Come noto l’immigrazione è un fenomeno complicato da analizzare, sfuggente nelle sue articolazioni più profonde, e dunque inadatto agli eccessi di semplificazione, che invece dominano il dibattito pubblico di qualunque Paese.

Il vecchio adagio populista, secondo cui gli immigrati toglierebbero lavoro agli italiani, è esemplarmente uno degli argomenti iper-semplificati che hanno fatto la fortuna delle Leghe nella loro fase propulsiva degli anni Novanta. I fatti hanno strada facendo dimostrato la falsità dell’affermazione: gli stranieri, regolari o meno, si sono inseriti perfettamente nel sistema occupazionale del nostro Paese, andando a collocarsi lungo gli interstizi professionali lasciati liberi dagli italiani.



Oggi, come noto, sono quasi sempre i lavori più duri e a bassa qualificazione a vederli protagonisti: colf, badanti, operai generici, muratori. Lavori che agli italiani interessano sempre meno e che invece aprono la strada dell’inclusione sociale e di una almeno parziale emancipazione economica a una popolazione che ormai pesa per il 6% sul totale dei residenti in Italia.



I dati diffusi da Banca d’Italia confermano dunque in modo autorevole un’evidenza che l’opinione pubblica ha imparato a riconoscere, tanto che anche le frange più dure dell’intolleranza xenofoba utilizzano da tempo altri temi per catturare l’attenzione sul tema. Primo tra tutti quello della criminalità, dove le evidenze empiriche appaiono decisamente più solide.

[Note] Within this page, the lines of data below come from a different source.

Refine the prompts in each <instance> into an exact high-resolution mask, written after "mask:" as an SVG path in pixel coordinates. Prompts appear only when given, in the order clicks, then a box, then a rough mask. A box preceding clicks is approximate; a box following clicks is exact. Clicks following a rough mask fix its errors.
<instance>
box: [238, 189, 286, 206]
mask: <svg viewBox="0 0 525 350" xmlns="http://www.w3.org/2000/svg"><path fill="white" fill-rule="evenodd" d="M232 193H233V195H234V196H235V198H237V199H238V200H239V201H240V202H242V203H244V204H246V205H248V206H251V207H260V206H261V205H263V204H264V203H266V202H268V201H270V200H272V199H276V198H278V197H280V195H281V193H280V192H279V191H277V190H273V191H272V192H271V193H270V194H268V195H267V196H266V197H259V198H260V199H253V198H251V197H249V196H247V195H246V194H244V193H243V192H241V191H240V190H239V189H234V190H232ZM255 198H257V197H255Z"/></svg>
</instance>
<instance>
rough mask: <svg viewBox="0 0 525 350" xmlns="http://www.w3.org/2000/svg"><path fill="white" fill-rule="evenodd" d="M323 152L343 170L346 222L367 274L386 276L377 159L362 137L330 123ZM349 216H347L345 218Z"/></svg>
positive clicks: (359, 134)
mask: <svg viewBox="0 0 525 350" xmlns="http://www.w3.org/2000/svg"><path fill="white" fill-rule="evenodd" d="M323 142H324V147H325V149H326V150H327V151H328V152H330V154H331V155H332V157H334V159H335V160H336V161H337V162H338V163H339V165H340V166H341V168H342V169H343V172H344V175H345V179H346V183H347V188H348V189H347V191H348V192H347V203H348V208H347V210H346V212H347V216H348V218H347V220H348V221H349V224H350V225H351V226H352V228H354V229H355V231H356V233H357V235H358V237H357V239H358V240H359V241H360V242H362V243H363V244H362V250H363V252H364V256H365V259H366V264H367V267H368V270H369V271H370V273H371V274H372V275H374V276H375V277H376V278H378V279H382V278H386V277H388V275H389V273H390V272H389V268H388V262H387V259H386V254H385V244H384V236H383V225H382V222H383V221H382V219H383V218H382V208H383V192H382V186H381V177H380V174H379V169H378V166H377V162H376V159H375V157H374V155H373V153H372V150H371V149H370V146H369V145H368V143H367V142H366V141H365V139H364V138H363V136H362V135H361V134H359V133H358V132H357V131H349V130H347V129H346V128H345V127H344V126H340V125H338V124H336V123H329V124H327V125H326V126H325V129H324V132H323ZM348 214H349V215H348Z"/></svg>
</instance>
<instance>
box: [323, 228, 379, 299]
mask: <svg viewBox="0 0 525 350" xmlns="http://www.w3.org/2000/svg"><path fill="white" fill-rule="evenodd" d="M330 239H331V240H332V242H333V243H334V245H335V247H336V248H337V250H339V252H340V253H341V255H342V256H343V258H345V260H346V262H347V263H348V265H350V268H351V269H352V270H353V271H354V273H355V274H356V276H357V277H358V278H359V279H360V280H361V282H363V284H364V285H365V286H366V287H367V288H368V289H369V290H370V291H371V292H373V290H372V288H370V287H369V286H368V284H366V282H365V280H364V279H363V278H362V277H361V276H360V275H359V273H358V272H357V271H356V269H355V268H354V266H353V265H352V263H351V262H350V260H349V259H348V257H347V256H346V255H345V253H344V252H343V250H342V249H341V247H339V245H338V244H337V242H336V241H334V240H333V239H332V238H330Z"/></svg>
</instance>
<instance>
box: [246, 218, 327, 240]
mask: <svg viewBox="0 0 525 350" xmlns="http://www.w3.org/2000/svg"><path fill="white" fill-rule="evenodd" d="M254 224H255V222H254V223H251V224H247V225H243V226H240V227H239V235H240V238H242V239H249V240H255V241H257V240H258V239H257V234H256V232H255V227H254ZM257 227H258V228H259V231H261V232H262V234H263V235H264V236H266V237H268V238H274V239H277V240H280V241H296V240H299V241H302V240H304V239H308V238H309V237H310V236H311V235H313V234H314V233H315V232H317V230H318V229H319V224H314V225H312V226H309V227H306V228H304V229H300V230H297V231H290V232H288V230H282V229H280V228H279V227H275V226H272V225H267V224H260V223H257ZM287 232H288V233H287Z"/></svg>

Dunque gli stranieri non rubano posti di lavoro agli italiani, e anzi molto spesso (è il caso di colf e badanti) rappresentano una indispensabile stampella cui appoggiare il peso di molte famiglie, permettendo a moltissime donne (in particolari madri) di lavorare a loro volta.

Possiamo accontentarci di questa informazione per guardare con ottimismo allo sviluppo del fenomeno migratorio nei prossimi anni? Evidentemente no. Sono soprattutto i dati relativi al capitale umano di queste persone a preoccupare maggiormente. Nel rapporto di Bankitalia si legge infatti che i tassi di abbandono scolastico tra le nuove generazioni di stranieri sono significativamente più alti rispetto a quelli degli italiani e che in generale gli stranieri mostrano livelli di competenze più bassi rispetto ai loro compagni di scuola, soprattutto nelle regioni del Sud.

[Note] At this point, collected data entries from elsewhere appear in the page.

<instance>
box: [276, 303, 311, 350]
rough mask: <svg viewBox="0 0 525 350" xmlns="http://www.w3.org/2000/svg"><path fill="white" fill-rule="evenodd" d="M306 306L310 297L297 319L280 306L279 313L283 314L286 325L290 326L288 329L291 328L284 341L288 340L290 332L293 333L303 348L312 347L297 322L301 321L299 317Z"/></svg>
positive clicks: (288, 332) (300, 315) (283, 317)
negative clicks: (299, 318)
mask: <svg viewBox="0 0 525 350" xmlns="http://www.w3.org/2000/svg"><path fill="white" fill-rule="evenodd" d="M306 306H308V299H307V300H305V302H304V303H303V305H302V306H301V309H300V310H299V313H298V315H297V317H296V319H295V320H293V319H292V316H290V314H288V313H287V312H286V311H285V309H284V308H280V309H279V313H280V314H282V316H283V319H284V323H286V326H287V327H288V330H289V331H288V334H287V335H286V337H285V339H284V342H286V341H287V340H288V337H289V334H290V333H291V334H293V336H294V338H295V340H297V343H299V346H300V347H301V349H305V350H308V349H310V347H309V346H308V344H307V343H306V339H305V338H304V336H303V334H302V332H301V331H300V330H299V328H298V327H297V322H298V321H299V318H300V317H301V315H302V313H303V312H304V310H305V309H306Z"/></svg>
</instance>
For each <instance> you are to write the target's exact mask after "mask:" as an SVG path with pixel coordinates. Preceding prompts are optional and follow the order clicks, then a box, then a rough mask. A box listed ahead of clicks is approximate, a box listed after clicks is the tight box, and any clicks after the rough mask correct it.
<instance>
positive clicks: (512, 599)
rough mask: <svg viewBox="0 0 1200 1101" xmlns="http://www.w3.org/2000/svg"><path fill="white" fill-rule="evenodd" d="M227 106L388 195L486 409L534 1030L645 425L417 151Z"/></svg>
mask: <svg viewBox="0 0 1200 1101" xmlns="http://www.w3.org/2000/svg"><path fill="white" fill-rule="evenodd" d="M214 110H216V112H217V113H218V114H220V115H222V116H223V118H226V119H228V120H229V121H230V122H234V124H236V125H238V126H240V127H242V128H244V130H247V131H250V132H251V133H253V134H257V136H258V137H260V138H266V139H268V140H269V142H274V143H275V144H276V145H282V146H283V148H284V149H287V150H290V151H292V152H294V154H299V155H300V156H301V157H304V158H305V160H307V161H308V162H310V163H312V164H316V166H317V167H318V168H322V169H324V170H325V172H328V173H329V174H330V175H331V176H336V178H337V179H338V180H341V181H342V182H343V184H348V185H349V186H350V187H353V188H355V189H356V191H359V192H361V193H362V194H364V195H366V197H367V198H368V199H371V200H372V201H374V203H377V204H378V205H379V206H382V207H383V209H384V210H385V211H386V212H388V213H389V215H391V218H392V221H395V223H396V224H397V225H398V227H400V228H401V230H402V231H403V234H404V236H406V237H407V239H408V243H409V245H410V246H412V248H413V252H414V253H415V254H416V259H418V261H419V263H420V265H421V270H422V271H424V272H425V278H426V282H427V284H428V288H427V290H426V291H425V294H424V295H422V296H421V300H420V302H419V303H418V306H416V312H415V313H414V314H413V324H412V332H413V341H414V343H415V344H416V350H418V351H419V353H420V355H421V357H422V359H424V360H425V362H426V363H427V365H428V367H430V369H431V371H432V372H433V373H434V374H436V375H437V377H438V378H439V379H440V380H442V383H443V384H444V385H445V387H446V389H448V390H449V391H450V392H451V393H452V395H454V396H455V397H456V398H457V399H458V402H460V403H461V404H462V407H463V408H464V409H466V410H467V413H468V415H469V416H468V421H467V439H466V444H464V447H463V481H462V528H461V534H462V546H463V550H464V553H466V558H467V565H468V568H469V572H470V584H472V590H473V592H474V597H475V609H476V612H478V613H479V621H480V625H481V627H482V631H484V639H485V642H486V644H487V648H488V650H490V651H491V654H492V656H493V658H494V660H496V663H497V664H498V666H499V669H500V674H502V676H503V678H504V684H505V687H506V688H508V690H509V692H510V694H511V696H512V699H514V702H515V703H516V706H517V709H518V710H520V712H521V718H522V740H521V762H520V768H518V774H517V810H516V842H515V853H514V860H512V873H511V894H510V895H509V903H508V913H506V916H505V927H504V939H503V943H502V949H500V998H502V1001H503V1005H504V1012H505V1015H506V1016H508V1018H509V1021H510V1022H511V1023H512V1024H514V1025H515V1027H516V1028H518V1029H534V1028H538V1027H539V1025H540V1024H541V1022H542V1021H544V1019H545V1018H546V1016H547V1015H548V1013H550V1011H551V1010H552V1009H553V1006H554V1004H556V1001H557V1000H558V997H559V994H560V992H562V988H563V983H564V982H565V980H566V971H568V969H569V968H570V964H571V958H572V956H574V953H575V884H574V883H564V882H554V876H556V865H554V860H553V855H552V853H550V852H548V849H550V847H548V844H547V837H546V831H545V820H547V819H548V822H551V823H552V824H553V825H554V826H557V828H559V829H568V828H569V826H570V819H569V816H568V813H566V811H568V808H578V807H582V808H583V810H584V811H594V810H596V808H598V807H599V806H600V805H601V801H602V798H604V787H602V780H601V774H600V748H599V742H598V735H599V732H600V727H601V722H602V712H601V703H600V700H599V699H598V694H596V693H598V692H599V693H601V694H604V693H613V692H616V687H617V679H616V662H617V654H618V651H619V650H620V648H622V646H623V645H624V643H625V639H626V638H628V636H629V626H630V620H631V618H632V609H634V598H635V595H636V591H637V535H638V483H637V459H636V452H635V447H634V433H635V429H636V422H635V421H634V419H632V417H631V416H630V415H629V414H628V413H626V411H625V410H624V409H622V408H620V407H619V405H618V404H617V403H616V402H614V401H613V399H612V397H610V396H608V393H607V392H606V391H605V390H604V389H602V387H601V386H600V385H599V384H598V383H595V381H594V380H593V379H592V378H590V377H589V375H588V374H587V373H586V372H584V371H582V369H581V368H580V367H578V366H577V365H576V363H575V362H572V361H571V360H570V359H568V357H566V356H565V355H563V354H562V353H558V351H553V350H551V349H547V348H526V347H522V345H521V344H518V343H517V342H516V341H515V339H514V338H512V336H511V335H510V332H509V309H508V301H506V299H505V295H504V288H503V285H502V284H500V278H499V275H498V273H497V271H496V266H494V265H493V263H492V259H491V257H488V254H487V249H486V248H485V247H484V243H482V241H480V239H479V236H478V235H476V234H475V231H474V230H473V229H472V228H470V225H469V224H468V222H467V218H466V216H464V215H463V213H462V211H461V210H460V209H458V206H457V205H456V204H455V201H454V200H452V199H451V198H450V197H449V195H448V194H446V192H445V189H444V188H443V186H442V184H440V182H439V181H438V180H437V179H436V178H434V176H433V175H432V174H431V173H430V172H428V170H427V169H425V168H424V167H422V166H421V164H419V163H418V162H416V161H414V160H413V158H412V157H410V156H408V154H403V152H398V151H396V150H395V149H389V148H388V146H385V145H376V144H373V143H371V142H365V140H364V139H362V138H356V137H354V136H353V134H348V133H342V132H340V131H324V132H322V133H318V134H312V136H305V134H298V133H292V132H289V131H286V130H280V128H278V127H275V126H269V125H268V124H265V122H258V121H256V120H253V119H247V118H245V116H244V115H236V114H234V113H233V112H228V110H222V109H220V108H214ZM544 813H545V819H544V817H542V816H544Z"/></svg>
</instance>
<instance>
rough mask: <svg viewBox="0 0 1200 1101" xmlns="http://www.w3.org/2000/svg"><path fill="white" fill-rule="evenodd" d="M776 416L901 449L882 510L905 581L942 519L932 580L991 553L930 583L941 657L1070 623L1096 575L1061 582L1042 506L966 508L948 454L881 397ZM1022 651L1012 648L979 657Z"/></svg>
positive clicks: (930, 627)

Ciò significa che il meccanismo di inclusione sociale è inceppato, con il rischio di generare una spirale di impoverimento ed emarginazione i cui effetti cominceranno a vedersi già nei prossimi anni. Sappiamo da molte e concomitanti fonti informative come il fenomeno della dispersione scolastica sia al tempo stesso generato dalla e generatore della povertà. In una popolazione ad elevati tassi di povertà gli alti tassi di abbandono possono essere guardati come ad un destino inevitabile (il prezzo da pagare allo sviluppo, atteggiamento stigmatizzato anche da Benedetto XVI nelle recente enciclica “Caritas in Veritate”), oppure osservati come un vero e proprio “indicatore sentinella”, capace di predire una crescente spirale di esclusione (e dunque non solo di povertà ma anche di probabile criminalità) in una popolazione già particolarmente a rischio.

Insomma, siamo di fronte ad un fenomeno a due facce: la popolazione immigrata ha utilizzato fino ad oggi il lavoro come arma potente di inclusione, ma rischia di rimanere sempre più ferma nei gradini più bassi della scala sociale, a causa di un sistema scolastico che invece di aiutare la mobilità ascendente diventa strumento conservatore di un perdurante immobilismo sociale. Rischiando di consegnare le nuove generazioni straniere ad un destino più complicato rispetto a quello dei loro padri.

Ce n’è a sufficienza per aprire un capitolo speciale dell’emergenza educativa del nostro Paese, rimediando agli errori generati in particolare dall’ideologia egualitaria e multicultaralista dei buoni sentimenti.